After a long time she asked, ‘Did Ysidro say in your dream – he didn’t in mine – where he’s going, when he leaves Peking?’
Asher shook his head. His eyes met those of his wife, troubled behind their thick glasses, afraid for that strange friend whom neither of them had any business speaking to, let alone serving now and again, no matter what the cause. In her dream, he wondered, had she thrown herself into Ysidro’s arms? In her dream, what had Ysidro said to her?

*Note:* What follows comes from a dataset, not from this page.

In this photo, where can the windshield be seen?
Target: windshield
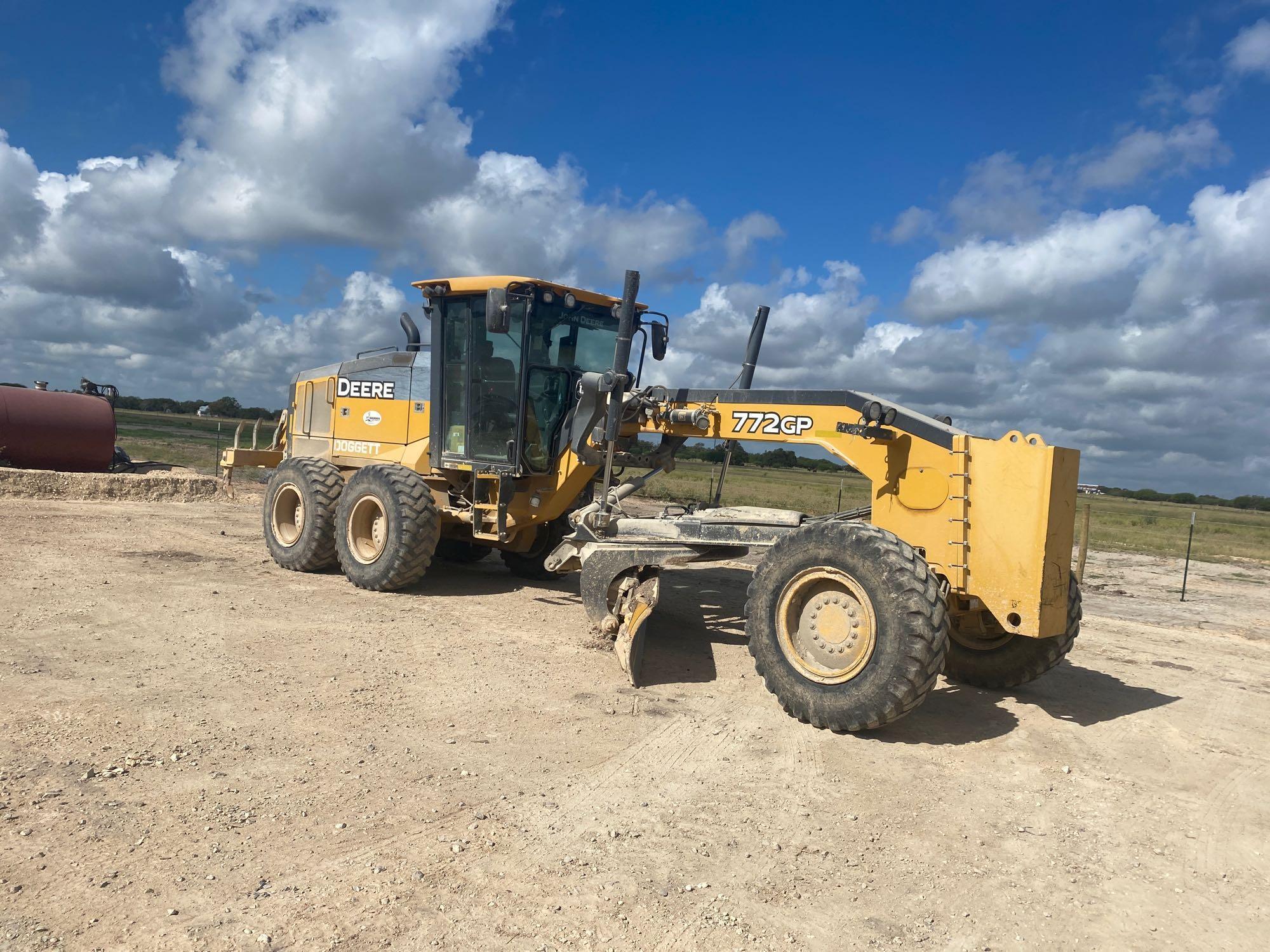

What kind of woman are you? Karlebach had asked, almost spitting the words.
And what kind of man am I?
She wrapped her arms – carefully – around his ribcage, rested her head on his shoulder.
There’s an answer to that question somewhere. But God only knows what it is.
Neither dreamed of Don Simon Ysidro again before they left China, nor for a long time thereafter.
But as he and Lydia walked up the gangplank of the Ravenna at Tientsin a week later in the freezing winter dusk, Asher did notice, among the trunks being loaded in the hold, a massive one of tan leather with brass corners.